Phil turned wood with several people while we were there the past few weeks.  He is a good teacher and it gives him a chance to have some one-on-one time with so many different people.  They seek him out, and if he weren't turning wood, I'm not sure that they would.  It has given him many opportunities for conversation and for him to be an encouragement.

We spent the first week getting ready to host a family day at camp which was quite successful even though the weather wasn't great.  Phil helped get a tent for outside and set it up along with some inflatables that were rented.  I just helped with the general set up of the lodge and any details that needed to be attended to.

This was a game I ran called Seek and Find.

Phil and Kaleigh ran the cotton candy machine.

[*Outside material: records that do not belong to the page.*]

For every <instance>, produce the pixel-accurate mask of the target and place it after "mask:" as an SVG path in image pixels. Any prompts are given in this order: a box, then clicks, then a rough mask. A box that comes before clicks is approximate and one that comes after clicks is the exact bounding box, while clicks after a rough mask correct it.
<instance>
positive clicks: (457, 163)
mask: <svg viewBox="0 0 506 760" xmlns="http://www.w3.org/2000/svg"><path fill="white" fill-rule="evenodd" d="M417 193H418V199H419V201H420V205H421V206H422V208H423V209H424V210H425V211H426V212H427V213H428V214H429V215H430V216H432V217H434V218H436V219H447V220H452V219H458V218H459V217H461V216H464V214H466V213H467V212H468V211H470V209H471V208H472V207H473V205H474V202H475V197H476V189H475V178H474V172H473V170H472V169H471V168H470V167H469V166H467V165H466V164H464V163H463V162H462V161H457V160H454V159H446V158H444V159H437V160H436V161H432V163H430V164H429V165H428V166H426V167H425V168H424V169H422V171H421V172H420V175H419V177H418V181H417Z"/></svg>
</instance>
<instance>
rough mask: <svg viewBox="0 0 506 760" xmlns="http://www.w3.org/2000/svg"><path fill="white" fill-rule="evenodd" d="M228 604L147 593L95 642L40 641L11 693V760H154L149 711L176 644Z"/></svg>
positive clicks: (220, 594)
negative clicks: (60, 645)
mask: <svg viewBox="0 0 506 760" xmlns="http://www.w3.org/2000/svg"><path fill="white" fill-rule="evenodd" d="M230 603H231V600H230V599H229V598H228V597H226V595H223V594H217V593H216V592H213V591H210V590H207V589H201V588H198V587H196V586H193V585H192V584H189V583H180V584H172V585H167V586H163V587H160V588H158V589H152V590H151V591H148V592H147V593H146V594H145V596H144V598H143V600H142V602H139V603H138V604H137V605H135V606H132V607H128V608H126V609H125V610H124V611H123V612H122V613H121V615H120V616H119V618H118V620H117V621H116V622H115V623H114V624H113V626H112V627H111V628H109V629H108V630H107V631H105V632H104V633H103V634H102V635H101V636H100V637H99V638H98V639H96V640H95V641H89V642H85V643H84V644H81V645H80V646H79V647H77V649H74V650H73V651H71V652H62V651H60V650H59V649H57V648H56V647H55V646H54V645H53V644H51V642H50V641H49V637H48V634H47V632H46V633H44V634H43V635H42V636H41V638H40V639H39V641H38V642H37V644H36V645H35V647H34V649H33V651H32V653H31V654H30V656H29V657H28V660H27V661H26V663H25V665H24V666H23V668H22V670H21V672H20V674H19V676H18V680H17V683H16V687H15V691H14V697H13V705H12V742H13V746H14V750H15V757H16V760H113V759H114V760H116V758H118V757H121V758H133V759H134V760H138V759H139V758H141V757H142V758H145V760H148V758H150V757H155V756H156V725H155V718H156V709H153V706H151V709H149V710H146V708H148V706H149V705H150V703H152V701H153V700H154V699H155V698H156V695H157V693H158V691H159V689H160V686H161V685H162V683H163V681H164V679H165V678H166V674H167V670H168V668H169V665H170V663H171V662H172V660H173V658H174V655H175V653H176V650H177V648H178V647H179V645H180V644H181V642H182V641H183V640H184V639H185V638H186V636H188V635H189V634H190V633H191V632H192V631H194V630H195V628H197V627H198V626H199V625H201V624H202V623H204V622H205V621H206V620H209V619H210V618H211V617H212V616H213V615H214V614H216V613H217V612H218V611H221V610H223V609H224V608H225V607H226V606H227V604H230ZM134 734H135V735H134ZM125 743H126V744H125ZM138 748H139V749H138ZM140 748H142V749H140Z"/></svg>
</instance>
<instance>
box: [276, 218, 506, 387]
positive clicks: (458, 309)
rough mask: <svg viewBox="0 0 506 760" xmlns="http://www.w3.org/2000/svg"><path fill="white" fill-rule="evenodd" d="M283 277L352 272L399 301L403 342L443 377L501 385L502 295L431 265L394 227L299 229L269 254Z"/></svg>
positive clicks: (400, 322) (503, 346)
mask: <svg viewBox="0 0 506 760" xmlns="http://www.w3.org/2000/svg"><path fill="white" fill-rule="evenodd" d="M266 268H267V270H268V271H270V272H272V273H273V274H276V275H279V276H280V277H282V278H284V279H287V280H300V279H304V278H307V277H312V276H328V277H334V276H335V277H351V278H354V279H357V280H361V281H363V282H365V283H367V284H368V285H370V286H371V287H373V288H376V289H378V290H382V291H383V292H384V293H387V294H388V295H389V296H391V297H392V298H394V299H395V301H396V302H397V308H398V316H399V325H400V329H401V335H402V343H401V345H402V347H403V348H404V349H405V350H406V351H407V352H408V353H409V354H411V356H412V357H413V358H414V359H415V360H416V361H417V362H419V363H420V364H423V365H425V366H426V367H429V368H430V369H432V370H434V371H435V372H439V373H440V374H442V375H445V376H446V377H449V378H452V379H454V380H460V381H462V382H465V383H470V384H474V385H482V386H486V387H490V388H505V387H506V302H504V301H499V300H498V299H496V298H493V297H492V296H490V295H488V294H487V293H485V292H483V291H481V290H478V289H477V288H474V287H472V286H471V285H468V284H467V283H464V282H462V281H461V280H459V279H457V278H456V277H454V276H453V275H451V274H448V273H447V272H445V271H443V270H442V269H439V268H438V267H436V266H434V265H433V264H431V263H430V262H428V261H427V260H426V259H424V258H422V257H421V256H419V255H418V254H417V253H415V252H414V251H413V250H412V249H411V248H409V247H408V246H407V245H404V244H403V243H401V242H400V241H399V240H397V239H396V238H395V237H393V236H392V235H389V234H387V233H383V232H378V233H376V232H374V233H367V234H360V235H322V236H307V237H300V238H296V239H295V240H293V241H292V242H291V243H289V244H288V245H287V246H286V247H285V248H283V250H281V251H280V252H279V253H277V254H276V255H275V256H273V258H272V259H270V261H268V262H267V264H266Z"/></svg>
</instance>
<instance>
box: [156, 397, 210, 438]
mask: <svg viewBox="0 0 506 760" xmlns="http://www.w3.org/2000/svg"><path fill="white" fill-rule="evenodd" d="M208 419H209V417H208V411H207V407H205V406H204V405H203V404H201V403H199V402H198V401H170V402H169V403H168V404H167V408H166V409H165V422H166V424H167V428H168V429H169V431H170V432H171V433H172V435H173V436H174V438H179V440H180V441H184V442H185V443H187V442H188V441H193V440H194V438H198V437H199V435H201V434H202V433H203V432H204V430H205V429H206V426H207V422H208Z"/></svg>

The other two weeks I spent time helping with the home schooling, cooking some of the meals and we both spent time doing lots of reading and thinking.  The quiet time is always valuable even though it looks like you're not accomplishing much.  I also spent time on a year-long project, sending birthday cards to all the campers including a picture of them from camp.  



Another thing that can't be underestimated as far as its value goes is just the time spent in conversation and building relationships with those at camp.  I'm so glad we keep getting chances to encourage and help our friends who are there in Canada full time and dealing with all the responsibilities of the ministry.

While I was there I was also able to skype with my eighth grade students during their class and show them some pictures of the area and what it's like to be there.  That was fun.  And since I've returned I was able to show pictures of what I do as a missionary to the kids in Kids Club on Wednesday night.

So there it is...what we accomplished, and yet we left things undone and unsaid.  We left wishing we were staying, with thoughts of what we might do in the future and some plans to make them happen.  It is exciting and it makes us both very happy.